Carbon input management in temperate rice paddies: Implications for methane emissions and crop response
Agriculture contributes to over 20% of global anthropogenic greenhouse gas emissions and irrigated paddy fields account for 5- 10% of CH4 emissions. Main organic input providing methanogenesis substrate is straw. We hypothesized that removing rice straw can mitigate CH4 emissions, and that replacing its carbon (C) input with raw or solid digestate can be a valuable alternative both for crop, soil and emission responses. A mesocosm study was setup to follow crop growth, changes in soil pore water chemistry (dissolved Fe(II) and dissolved Organic C), and CH4 emissions over one cropping season on soil treated with the combination of two straw managements (removal or incorporation) and three fertilizations (mineral, raw digestate, solid digestate). Soils not receiving straw on average emitted 38 % less than soils after straw incorporation, while the two organic fertilizers did not increase emissions with respect to mineral N application. Furthermore, straw incorporation induced a yield depression independently from the fertilization strategy, probably as a result of N immobilization, especially in early stages. This was evidenced by early SPAD observations and flag leaf length, and both grain and straw final production. Moreover, the two organic fertilizers were not fully able to sustain crop N requirements with respect to the mineral fertilizer. Straw management was therefore decisive for determining both rice yield and CH4 emissions, while the impact of fertilization treatments was crucial only for crop productivity.
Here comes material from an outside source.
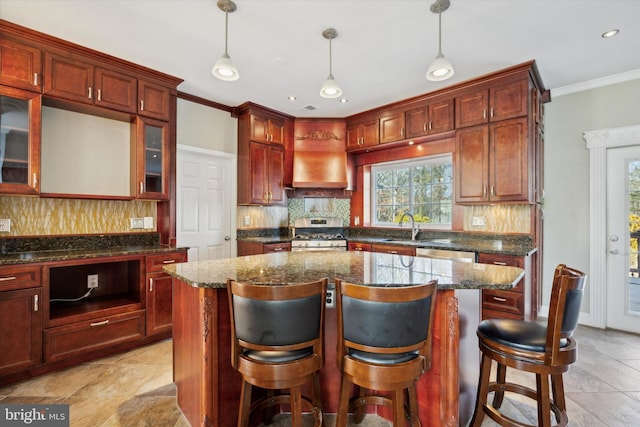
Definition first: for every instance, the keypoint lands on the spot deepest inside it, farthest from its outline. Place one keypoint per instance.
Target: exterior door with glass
(623, 234)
- Rice straw incorporation into the soil increased methane emissions with respect to its removal
- No significant differences in methane emissions were observed between mineral and organic fertilization
- Both straw incorporation and organic fertilization decreased rice productivity
- Pore water Fe(II) concentrations represented a good proxy for CH4 emissions especially during the initial stages of the cropping cycle.